Parameter estimation of default portfolios using the Merton model and Phase transition

TL;DR

This paper explores phase transitions in default probability estimation using the Merton model, revealing slow convergence issues linked to power-law decay of correlations, impacting parameter estimation accuracy.

Contribution

It introduces a phase transition analysis within the Merton model framework, highlighting the effects of power-law decay on default probability estimation and convergence behavior.

Findings

Phase transition occurs when temporal correlation decays by power law.

PD estimator converges slowly when the power index is less than one.

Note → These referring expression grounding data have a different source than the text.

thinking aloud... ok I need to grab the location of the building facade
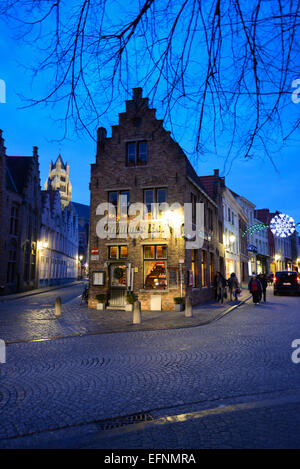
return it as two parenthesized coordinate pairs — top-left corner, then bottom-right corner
(38, 190), (79, 286)
(0, 130), (41, 294)
(73, 202), (90, 276)
(88, 88), (224, 310)
(221, 188), (249, 283)
(44, 154), (72, 209)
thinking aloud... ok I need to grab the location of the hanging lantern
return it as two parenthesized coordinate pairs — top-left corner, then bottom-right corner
(270, 213), (296, 238)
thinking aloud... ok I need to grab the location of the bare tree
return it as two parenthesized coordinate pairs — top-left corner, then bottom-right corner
(1, 0), (300, 164)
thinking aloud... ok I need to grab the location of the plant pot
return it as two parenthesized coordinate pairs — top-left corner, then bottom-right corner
(174, 303), (184, 312)
(97, 303), (105, 310)
(125, 304), (134, 312)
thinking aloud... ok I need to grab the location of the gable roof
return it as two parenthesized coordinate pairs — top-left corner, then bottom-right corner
(72, 201), (90, 220)
(6, 155), (33, 194)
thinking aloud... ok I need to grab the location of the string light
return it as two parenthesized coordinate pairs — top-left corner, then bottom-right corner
(242, 214), (299, 238)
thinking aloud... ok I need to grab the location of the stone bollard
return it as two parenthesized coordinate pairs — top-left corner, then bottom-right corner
(133, 300), (142, 324)
(54, 296), (62, 318)
(185, 296), (193, 318)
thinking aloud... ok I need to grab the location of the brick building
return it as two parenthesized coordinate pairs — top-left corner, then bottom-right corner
(0, 130), (41, 294)
(88, 88), (224, 311)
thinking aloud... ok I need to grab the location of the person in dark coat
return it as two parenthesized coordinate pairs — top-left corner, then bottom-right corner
(214, 272), (227, 303)
(248, 274), (262, 305)
(258, 274), (268, 302)
(227, 272), (239, 301)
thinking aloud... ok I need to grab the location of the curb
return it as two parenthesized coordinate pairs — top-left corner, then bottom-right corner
(214, 295), (252, 321)
(0, 281), (85, 302)
(5, 294), (252, 345)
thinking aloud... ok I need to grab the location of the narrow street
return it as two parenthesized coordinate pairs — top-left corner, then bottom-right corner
(0, 287), (300, 448)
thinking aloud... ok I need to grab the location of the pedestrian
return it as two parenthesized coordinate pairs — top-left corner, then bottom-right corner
(248, 274), (262, 305)
(227, 272), (240, 301)
(258, 274), (268, 302)
(214, 272), (227, 303)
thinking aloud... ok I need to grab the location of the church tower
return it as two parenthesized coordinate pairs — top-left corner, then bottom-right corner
(44, 154), (72, 209)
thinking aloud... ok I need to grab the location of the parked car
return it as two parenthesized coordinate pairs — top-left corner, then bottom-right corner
(273, 271), (300, 295)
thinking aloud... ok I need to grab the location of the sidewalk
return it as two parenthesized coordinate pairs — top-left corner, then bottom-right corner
(2, 288), (251, 344)
(0, 280), (85, 302)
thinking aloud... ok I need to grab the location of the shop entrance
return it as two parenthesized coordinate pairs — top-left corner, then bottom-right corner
(109, 263), (127, 307)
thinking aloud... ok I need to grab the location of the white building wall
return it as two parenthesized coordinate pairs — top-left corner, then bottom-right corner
(37, 191), (79, 287)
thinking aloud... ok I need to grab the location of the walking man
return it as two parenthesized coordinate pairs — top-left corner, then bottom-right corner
(227, 272), (239, 301)
(214, 272), (227, 303)
(258, 274), (268, 302)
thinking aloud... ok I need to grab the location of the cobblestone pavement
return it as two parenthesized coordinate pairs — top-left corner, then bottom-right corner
(0, 289), (300, 448)
(0, 283), (250, 343)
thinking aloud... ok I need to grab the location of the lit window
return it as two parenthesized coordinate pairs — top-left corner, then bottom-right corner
(143, 245), (167, 290)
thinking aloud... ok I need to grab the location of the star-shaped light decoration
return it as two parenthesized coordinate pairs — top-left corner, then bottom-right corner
(270, 213), (296, 238)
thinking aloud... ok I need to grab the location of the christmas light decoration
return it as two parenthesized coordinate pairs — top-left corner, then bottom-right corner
(242, 214), (299, 238)
(270, 213), (296, 238)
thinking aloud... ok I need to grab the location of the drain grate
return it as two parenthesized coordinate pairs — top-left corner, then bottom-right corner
(96, 413), (153, 431)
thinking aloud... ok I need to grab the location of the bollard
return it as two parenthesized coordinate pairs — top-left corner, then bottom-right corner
(133, 300), (142, 324)
(185, 296), (193, 317)
(55, 296), (62, 318)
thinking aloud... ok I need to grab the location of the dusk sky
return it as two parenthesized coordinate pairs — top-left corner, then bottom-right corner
(0, 18), (299, 223)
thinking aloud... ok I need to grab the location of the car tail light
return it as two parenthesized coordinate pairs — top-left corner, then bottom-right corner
(297, 275), (300, 285)
(274, 276), (277, 283)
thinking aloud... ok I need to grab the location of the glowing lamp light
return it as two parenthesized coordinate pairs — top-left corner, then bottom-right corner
(229, 235), (236, 243)
(270, 213), (296, 238)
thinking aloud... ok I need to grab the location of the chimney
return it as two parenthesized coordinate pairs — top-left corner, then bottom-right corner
(33, 146), (38, 158)
(133, 87), (142, 101)
(97, 127), (107, 154)
(214, 168), (219, 178)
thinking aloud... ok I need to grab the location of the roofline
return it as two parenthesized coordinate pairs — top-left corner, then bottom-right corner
(187, 176), (218, 208)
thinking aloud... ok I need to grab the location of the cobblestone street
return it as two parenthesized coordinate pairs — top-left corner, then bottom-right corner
(0, 283), (250, 343)
(0, 285), (300, 448)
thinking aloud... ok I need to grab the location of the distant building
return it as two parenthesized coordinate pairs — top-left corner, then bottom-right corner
(72, 202), (90, 274)
(0, 130), (41, 294)
(44, 154), (72, 209)
(38, 190), (79, 286)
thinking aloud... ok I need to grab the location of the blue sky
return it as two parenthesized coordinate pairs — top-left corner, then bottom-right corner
(0, 17), (299, 223)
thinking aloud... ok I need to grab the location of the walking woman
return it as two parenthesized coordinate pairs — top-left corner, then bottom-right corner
(248, 274), (262, 305)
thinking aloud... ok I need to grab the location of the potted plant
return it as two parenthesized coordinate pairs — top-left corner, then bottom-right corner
(173, 297), (184, 312)
(125, 292), (138, 312)
(96, 293), (106, 310)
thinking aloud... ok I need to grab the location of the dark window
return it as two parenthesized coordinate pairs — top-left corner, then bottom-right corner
(10, 204), (19, 235)
(108, 191), (130, 219)
(191, 193), (197, 225)
(7, 239), (17, 283)
(126, 141), (148, 166)
(144, 188), (167, 219)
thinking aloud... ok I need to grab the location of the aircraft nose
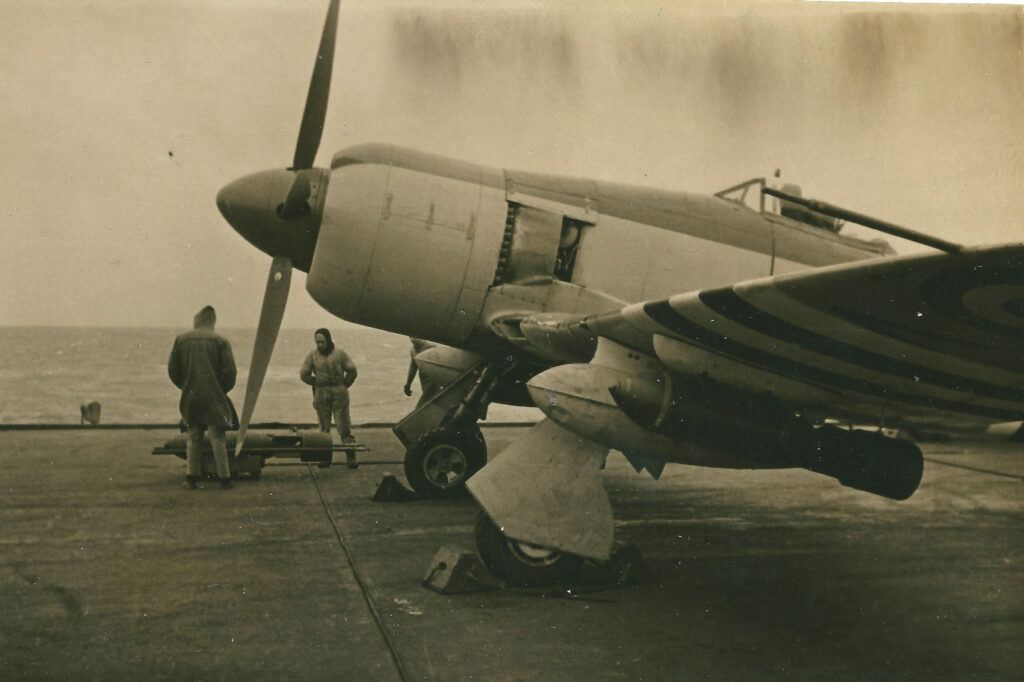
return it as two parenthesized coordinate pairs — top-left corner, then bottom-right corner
(216, 168), (327, 272)
(215, 176), (255, 227)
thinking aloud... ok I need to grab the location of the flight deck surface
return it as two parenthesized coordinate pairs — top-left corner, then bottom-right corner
(1, 425), (1020, 680)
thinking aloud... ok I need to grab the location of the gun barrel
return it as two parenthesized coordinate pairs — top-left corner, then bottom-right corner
(763, 187), (963, 255)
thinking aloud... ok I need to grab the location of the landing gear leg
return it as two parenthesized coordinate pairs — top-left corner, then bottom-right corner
(400, 360), (514, 498)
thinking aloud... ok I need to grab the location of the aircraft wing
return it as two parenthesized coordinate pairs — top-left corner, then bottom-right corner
(582, 242), (1024, 428)
(472, 243), (1024, 562)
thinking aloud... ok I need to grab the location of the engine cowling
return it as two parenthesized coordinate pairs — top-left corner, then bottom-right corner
(306, 145), (510, 346)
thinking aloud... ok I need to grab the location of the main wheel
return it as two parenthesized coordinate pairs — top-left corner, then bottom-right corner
(474, 511), (584, 587)
(404, 426), (487, 499)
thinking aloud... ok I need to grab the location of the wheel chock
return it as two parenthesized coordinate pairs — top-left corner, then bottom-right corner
(371, 473), (419, 502)
(422, 546), (500, 594)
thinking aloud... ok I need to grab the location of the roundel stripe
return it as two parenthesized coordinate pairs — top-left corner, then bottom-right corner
(641, 300), (1024, 423)
(697, 287), (1024, 407)
(737, 285), (1014, 387)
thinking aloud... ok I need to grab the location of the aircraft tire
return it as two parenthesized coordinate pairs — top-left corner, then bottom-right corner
(403, 426), (486, 499)
(474, 510), (585, 588)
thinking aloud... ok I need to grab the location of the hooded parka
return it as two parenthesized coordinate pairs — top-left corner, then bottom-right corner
(167, 306), (237, 429)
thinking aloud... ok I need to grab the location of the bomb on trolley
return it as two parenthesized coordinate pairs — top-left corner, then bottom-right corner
(152, 430), (368, 480)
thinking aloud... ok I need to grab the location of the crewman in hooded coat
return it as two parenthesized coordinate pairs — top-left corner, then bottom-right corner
(301, 328), (358, 467)
(168, 305), (237, 489)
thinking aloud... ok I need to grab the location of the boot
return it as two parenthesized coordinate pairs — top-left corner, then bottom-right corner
(218, 477), (233, 489)
(183, 475), (200, 490)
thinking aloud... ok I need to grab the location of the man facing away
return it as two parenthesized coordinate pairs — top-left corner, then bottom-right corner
(300, 328), (359, 467)
(167, 305), (237, 489)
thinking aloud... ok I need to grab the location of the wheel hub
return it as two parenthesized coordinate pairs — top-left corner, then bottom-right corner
(506, 538), (564, 567)
(423, 444), (468, 486)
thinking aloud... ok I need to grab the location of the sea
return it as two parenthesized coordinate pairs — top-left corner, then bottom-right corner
(0, 326), (538, 425)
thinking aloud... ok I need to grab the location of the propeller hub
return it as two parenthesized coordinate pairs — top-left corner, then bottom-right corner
(216, 168), (328, 272)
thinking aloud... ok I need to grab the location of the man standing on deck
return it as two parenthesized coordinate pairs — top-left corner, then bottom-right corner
(167, 305), (237, 489)
(301, 328), (359, 468)
(403, 337), (439, 408)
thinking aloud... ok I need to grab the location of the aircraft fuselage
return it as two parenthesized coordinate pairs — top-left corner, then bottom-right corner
(303, 143), (890, 353)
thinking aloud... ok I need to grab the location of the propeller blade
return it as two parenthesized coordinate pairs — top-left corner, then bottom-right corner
(278, 171), (312, 219)
(236, 256), (293, 451)
(292, 0), (341, 170)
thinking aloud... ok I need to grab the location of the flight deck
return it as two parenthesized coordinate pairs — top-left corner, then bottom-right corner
(1, 425), (1020, 680)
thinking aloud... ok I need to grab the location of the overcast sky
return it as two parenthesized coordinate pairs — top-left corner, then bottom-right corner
(1, 0), (1021, 328)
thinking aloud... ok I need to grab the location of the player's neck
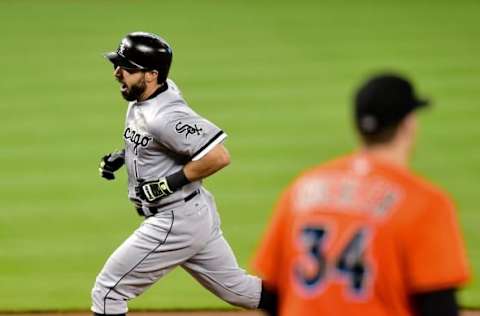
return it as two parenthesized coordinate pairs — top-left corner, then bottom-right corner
(139, 83), (163, 101)
(361, 143), (410, 169)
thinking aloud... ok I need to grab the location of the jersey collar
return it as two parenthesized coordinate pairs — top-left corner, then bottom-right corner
(145, 82), (169, 101)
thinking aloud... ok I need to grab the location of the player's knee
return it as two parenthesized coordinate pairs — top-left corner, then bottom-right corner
(222, 292), (259, 309)
(224, 295), (253, 309)
(221, 275), (262, 309)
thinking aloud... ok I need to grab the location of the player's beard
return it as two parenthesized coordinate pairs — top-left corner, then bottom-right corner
(122, 76), (147, 101)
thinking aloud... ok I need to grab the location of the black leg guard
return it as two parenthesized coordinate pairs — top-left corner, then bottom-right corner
(258, 282), (278, 316)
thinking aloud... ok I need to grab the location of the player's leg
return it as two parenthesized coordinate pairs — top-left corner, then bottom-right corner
(91, 211), (176, 315)
(91, 206), (210, 315)
(181, 190), (262, 309)
(182, 231), (262, 309)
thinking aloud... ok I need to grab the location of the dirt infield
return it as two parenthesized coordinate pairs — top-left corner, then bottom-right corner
(0, 311), (479, 316)
(0, 313), (261, 316)
(0, 312), (478, 316)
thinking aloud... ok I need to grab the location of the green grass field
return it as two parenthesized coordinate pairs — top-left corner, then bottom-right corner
(1, 0), (479, 311)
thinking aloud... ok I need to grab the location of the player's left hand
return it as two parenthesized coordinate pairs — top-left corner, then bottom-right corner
(135, 178), (173, 202)
(99, 149), (125, 180)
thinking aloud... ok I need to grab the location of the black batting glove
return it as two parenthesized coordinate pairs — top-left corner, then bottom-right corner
(135, 178), (173, 202)
(99, 149), (125, 180)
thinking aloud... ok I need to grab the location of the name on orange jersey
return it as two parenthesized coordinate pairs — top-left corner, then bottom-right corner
(293, 172), (402, 219)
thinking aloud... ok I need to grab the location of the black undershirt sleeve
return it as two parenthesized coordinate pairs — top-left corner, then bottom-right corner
(411, 288), (459, 316)
(258, 283), (278, 316)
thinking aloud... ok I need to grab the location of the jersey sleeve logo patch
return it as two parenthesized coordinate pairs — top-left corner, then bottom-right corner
(124, 127), (152, 155)
(175, 121), (203, 139)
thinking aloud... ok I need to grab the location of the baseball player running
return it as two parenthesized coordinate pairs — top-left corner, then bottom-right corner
(91, 32), (273, 315)
(254, 74), (470, 316)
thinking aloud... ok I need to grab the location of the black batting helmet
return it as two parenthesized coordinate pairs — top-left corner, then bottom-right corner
(105, 32), (173, 82)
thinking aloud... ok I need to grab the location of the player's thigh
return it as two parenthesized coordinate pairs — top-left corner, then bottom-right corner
(181, 234), (261, 308)
(94, 210), (197, 298)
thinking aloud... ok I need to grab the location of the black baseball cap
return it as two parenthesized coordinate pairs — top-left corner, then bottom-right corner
(354, 73), (430, 134)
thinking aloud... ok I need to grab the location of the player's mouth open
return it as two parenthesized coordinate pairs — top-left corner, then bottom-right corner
(121, 83), (128, 91)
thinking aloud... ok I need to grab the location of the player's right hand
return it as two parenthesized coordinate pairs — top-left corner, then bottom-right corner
(99, 149), (125, 180)
(135, 178), (173, 202)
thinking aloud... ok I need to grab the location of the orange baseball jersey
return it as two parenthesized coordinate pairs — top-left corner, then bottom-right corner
(253, 153), (470, 316)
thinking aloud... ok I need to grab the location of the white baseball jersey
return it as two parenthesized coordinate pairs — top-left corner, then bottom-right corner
(123, 79), (227, 210)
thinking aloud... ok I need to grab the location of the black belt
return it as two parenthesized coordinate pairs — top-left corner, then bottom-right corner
(135, 189), (200, 217)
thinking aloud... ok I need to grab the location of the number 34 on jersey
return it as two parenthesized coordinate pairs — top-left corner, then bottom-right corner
(292, 216), (375, 300)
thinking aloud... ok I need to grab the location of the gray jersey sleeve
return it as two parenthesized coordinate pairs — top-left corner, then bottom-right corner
(149, 109), (227, 161)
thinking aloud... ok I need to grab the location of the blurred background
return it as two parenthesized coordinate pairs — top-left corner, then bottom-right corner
(0, 0), (478, 311)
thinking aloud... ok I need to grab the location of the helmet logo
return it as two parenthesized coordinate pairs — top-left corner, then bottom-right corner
(118, 39), (128, 55)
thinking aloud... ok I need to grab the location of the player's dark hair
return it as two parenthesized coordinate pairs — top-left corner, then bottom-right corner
(152, 69), (165, 84)
(357, 122), (401, 146)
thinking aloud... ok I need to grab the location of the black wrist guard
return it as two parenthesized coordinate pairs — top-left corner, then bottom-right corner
(165, 169), (191, 191)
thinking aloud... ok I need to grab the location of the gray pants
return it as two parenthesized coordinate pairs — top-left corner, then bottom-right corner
(91, 188), (261, 314)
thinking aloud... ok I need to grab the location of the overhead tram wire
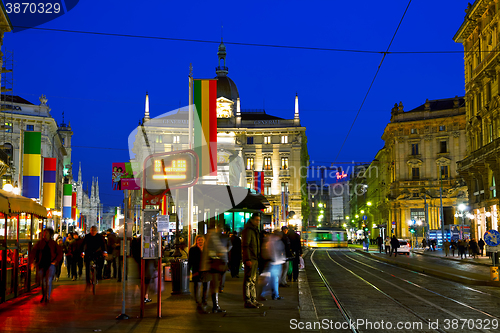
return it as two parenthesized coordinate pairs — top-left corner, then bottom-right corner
(333, 0), (412, 164)
(1, 25), (469, 55)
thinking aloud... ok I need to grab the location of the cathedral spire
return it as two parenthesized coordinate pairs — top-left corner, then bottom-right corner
(78, 162), (82, 184)
(144, 92), (150, 122)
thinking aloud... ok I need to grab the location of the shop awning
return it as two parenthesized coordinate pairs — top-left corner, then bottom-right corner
(0, 189), (48, 218)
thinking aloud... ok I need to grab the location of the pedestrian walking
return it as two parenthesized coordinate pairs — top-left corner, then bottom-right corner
(188, 235), (209, 313)
(478, 238), (485, 256)
(422, 238), (427, 250)
(242, 213), (262, 308)
(280, 226), (292, 287)
(218, 227), (232, 293)
(443, 239), (450, 257)
(469, 238), (478, 259)
(458, 239), (466, 259)
(450, 239), (457, 257)
(29, 228), (63, 303)
(390, 235), (399, 257)
(259, 230), (285, 301)
(228, 231), (242, 278)
(70, 232), (84, 280)
(385, 236), (390, 254)
(55, 238), (64, 281)
(63, 233), (73, 278)
(287, 226), (303, 282)
(376, 235), (383, 253)
(202, 226), (227, 313)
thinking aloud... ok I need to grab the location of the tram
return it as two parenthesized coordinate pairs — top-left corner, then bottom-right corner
(303, 227), (348, 248)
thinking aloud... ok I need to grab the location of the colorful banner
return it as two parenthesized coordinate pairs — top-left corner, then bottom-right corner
(193, 79), (217, 177)
(22, 132), (41, 198)
(71, 192), (77, 220)
(62, 183), (72, 219)
(42, 157), (56, 208)
(112, 162), (140, 190)
(254, 171), (264, 194)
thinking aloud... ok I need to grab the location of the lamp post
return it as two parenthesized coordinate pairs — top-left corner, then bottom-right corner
(454, 204), (466, 239)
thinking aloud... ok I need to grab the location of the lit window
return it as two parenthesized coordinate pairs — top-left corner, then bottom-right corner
(281, 182), (288, 193)
(264, 183), (271, 196)
(247, 182), (252, 189)
(62, 138), (65, 146)
(412, 167), (420, 180)
(246, 157), (254, 170)
(264, 136), (271, 144)
(5, 122), (12, 133)
(411, 128), (417, 134)
(171, 205), (176, 214)
(439, 125), (446, 131)
(281, 157), (289, 170)
(264, 157), (272, 170)
(440, 141), (447, 153)
(281, 135), (288, 144)
(26, 124), (34, 131)
(247, 137), (254, 144)
(411, 144), (419, 155)
(440, 166), (449, 180)
(173, 135), (180, 143)
(156, 135), (163, 143)
(311, 202), (315, 207)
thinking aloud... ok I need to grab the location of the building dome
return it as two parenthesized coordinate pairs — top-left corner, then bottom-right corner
(216, 75), (239, 101)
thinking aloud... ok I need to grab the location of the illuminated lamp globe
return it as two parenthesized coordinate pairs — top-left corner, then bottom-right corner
(458, 204), (466, 212)
(3, 183), (13, 192)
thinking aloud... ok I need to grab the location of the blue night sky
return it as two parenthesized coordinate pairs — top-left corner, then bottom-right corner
(2, 0), (469, 206)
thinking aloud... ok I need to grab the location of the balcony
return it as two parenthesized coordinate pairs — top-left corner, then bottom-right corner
(458, 138), (500, 171)
(467, 42), (500, 90)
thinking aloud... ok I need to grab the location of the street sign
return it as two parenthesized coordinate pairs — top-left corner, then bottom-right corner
(157, 215), (170, 232)
(486, 245), (500, 253)
(392, 221), (396, 225)
(484, 230), (500, 247)
(362, 215), (367, 220)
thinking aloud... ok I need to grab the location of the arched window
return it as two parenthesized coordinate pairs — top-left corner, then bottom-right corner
(3, 143), (13, 159)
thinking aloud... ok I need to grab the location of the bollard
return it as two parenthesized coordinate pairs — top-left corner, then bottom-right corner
(171, 259), (181, 295)
(180, 260), (190, 295)
(490, 266), (499, 282)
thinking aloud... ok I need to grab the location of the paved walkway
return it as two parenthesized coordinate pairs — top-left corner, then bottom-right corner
(0, 264), (303, 333)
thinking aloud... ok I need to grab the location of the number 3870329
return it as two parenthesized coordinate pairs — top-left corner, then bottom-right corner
(5, 3), (61, 14)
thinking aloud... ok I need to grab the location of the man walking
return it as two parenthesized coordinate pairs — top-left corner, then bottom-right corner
(376, 235), (383, 253)
(287, 226), (302, 282)
(30, 228), (62, 303)
(242, 213), (261, 308)
(390, 235), (399, 257)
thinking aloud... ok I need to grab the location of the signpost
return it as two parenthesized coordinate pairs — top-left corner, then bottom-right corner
(484, 230), (500, 281)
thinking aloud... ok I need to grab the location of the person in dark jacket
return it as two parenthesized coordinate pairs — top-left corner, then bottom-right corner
(287, 226), (302, 282)
(228, 231), (242, 278)
(30, 228), (63, 303)
(70, 232), (84, 280)
(390, 235), (400, 257)
(104, 229), (119, 279)
(280, 226), (292, 287)
(55, 238), (64, 281)
(63, 233), (73, 278)
(478, 238), (485, 256)
(81, 226), (108, 286)
(189, 235), (209, 312)
(242, 213), (261, 308)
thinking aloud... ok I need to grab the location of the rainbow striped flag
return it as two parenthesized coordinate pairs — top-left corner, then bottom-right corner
(254, 171), (264, 194)
(42, 157), (56, 208)
(23, 132), (41, 198)
(193, 79), (217, 177)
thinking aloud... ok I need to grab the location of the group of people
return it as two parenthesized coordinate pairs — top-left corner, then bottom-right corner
(30, 226), (123, 303)
(375, 235), (401, 256)
(441, 238), (485, 259)
(187, 213), (303, 313)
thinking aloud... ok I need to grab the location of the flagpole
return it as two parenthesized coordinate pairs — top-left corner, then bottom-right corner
(188, 64), (193, 245)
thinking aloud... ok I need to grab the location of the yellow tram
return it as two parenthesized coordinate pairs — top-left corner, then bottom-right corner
(303, 227), (348, 248)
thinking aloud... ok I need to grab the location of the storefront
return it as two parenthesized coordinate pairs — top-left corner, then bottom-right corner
(0, 189), (48, 303)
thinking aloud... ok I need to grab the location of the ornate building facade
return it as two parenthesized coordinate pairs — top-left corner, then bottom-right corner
(370, 98), (467, 240)
(130, 41), (308, 230)
(454, 0), (500, 237)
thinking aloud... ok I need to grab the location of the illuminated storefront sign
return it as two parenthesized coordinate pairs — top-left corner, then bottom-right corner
(144, 150), (198, 193)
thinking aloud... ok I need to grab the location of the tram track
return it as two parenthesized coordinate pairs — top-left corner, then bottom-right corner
(349, 249), (500, 302)
(308, 249), (500, 333)
(338, 251), (500, 321)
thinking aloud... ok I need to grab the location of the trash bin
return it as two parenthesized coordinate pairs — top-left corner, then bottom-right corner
(170, 259), (190, 295)
(490, 266), (499, 281)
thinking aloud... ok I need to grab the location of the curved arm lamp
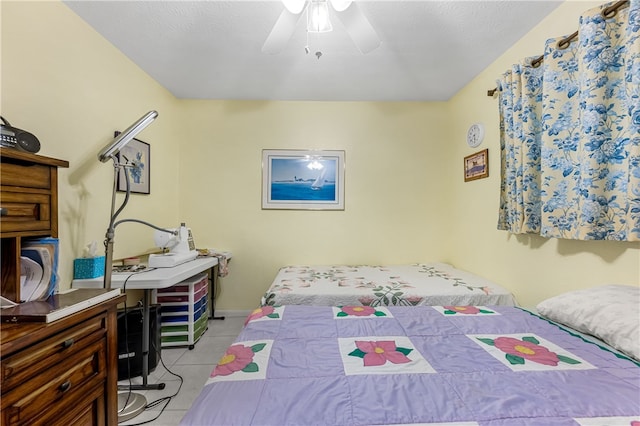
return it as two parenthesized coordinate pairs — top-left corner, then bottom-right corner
(98, 110), (177, 289)
(98, 111), (159, 292)
(97, 111), (177, 422)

Empirical data suggests PD has long memory, complicating estimation.

Abstract

We discuss the parameter estimation of the probability of default (PD), the correlation between the obligors, and a phase transition. In our previous work, we studied the problem using the beta-binomial distribution. A non-equilibrium phase transition with an order parameter occurs when the temporal correlation decays by power law. In this article, we adopt the Merton model, which uses an asset correlation as the default correlation, and find that a phase transition occurs when the temporal correlation decays by power law. When the power index is less than one, the PD estimator converges slowly. Thus, it is difficult to estimate PD with limited historical data. Conversely, when the power index is greater than one, the convergence speed is inversely proportional to the number of samples. We investigate the empirical default data history of several rating agencies. The estimated power index is in the slow convergence range when we use long history data. This suggests that PD could have a long memory and that it is difficult to estimate parameters due to slow convergence.